DL4J Integration - Autoencoder network

Hi all,

Anyone could share an example workflow implementing a stacked autoencoder network? I'm trying to build a toy proof of concept for anomaly detection, based on reconstruction error for each sample (probably doing lots of things wrong) but no luck so far with this...

Best regards, and many thanks for your help,

--

Jorge

 

 

Hi menuetto,

you can find a description how to build Deep Autoencoder in the DL4J documentation here. Basically you would create the network like shown in the code example on the linked site and use a Pretraining Learner Node at the end. In the original Deep Autoencoder proposed by Hinton the second half of the network would be mirrored version of the first half with shared weights. Unfortunately, this is not yet implemented in the DL4J library so you would have to train the whole network ant not just the first half. After training has finished you can check a Checkbox in the Predictor Node to append a error for each predicted example which you can use for anomaly detection.

Note: There may be a bug in the DL4J Autoencoder which always leads to increasing error during training so maybe you run into that problem. We are looking into that.

I hope that helps and I'm sorry that you ran into some problems.

Best Regards

David

Hi David, thank you for your response!

 

I was afraid that I was doing something horribly wrong, but after reading your message I think that my workflow topology is aligned with your description (I will share it once I overcome my stage fright ;-), so at least now I'm  reasonably sure that this is not the problem... However it is very likely that I still have to do a lot of tuning regarding hyperparameters (tons of things yet to learn about neural networks), I will update the thread with any finding.

Nevertheless I will keep an eye on any news about the bug you mention just in case, because it is true that my main problem is to get the error measure thrown by the Predictor Node into reasonable levels: I'm using a highly sparse, binary-encoded 205-dimensional input  and, after pretraining,  the activations corresponding to the output layer are always around the center of the hypercube (and the error is very high)...

Still working, I will share any advance :-)

Thank you for your help, and to all the KNIME team for the *superb* work!

Best regards,

--

Jorge

 

 

Hi all,

First things first, congratulations (and thanks a lot) to the development teams for the v3.3, great work!!

Next, please excuse me if the questions below are too dumb (I'm in no way a ML expert!).

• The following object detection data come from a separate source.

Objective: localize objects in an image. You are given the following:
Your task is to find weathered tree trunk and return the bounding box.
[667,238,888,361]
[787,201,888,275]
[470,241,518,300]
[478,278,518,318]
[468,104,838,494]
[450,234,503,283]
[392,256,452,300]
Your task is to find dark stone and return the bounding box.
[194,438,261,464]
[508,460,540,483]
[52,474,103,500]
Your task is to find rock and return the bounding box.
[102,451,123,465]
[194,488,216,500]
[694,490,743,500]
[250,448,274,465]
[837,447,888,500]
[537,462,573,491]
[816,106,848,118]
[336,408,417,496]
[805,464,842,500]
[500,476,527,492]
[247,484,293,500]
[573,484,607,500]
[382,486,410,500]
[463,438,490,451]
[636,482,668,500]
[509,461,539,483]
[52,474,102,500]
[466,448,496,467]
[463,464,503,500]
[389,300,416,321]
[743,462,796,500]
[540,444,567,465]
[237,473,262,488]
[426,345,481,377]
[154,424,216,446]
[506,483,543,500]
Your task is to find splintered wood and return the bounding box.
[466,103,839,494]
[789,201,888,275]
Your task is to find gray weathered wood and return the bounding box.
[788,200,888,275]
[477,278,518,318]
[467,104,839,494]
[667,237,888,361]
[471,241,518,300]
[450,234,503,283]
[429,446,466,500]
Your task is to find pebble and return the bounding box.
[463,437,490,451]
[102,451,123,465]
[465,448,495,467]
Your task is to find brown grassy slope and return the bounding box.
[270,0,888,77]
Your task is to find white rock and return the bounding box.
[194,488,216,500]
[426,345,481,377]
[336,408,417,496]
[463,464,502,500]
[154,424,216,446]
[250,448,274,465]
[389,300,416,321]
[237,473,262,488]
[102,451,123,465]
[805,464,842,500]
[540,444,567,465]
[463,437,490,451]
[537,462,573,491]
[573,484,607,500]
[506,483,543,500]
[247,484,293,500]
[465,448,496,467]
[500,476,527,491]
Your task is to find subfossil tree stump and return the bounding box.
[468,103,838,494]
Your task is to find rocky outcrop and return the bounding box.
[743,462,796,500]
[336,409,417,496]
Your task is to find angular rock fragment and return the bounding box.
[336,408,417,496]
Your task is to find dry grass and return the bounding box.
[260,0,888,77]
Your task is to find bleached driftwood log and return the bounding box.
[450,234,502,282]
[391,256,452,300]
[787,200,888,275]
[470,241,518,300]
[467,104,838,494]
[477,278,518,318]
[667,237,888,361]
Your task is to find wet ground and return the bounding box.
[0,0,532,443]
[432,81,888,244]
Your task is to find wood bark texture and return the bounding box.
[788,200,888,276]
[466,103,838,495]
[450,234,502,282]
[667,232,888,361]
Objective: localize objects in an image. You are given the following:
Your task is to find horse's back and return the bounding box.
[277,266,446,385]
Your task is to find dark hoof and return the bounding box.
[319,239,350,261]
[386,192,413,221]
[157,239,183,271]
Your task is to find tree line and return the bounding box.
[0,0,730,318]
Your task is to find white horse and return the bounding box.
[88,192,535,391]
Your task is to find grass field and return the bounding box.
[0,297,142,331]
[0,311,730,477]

Now, let's go...

I've been still struggling to assemble a proof of concept based on a deep autoencoder for anomaly detection (thank you for the info David!), but unfortunately no luck yet...

Some thoughts on this after some hours of experimentation (note that following points are adapted to the new DL4J nodes in KNIME v3.3.

- Pretraining phase seems to work fine (loss value decreasing with number of epochs)

- After FF Learner (Pretraining) node, I assume that another node will be needed in order to execute the finetuning but...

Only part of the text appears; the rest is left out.